Fractal, self-similar, recursive; Simple, Complicated, Ambiguous, None-of-the-above, all of them weaving through each other, all at the same time.

That’s what I mean by recursion here: the framework used to explore itself, and explore the exploring of itself, and – of course – of what it is itself being used to explore.

Makes sense? I hope? 🙂

Posted in Business, Complexity / Structure, Enterprise architecture Tagged with: , , , , , , , ,
3 comments on “Using recursion in sensemaking
  1. http://bptrends.com/deliver_file.cfm?fileType=publication&fileName=FIVEA11%2D02%2D10%2DART%2DSocialMediaandSocialCompanies%2Dvanderreep%2Dfinal%5D%2Epdf

    This article (link) defines recursion as a prerequisite for software in the social company. Recursion allows me to relate my contribution to the bigger picture. Awareness of context fosters the sense of meaningful action: why you do someting…

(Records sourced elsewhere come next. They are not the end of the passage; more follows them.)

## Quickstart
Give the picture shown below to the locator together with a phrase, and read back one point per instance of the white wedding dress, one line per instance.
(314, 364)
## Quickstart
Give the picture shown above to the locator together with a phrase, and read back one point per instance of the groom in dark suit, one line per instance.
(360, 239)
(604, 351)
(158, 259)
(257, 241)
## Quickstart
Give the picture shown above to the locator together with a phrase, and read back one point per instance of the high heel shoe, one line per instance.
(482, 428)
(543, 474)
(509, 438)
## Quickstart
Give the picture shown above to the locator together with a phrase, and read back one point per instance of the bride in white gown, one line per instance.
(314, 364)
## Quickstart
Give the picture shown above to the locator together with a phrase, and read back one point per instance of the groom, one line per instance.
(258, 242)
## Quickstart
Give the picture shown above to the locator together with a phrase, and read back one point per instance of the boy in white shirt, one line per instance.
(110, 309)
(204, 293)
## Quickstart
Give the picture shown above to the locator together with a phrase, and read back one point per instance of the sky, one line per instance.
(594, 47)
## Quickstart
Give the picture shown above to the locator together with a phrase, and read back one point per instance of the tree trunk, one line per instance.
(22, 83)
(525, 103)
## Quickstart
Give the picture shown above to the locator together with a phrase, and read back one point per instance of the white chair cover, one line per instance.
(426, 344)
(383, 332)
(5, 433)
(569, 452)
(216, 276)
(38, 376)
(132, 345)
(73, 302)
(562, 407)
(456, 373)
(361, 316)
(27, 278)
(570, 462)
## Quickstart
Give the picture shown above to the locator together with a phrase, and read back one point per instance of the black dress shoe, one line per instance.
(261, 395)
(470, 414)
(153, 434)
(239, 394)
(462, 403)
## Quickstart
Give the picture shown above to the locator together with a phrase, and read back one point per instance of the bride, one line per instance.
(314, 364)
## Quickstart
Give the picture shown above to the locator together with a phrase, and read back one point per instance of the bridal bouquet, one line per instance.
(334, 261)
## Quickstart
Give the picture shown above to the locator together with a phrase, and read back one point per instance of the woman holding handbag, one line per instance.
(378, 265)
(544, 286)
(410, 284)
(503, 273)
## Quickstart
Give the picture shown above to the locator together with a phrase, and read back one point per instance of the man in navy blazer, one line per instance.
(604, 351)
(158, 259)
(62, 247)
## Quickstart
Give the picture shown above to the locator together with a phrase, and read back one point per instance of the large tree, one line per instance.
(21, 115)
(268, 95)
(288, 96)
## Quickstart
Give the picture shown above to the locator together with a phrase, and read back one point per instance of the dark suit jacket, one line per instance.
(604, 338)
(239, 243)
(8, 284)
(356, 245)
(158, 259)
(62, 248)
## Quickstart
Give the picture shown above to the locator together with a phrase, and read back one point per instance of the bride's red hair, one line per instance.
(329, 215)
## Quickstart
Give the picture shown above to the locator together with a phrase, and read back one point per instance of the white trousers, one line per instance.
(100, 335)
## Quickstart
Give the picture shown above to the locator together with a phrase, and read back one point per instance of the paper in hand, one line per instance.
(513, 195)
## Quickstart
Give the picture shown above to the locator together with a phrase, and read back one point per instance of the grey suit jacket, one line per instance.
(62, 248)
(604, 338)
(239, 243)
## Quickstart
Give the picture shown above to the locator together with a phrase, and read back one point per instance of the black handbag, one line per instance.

  2. Did you take steps in this Tom?
    I think the topic is important enough. In anthrpology they calim that all viable (social) systmes0 are recursive in nature as non recursivity leads to fragmentation ( which ‘managment’should solve of course).

    http://www.managementsite.com/512/Social-Companies-part-two.aspx

    • Tom G says:

      Hi Frans

      I strongly agree with what you say about the mandatory nature of recursivity, but “take steps” in what sense? I don’t understand… what do you suggest I should I do about this, and where?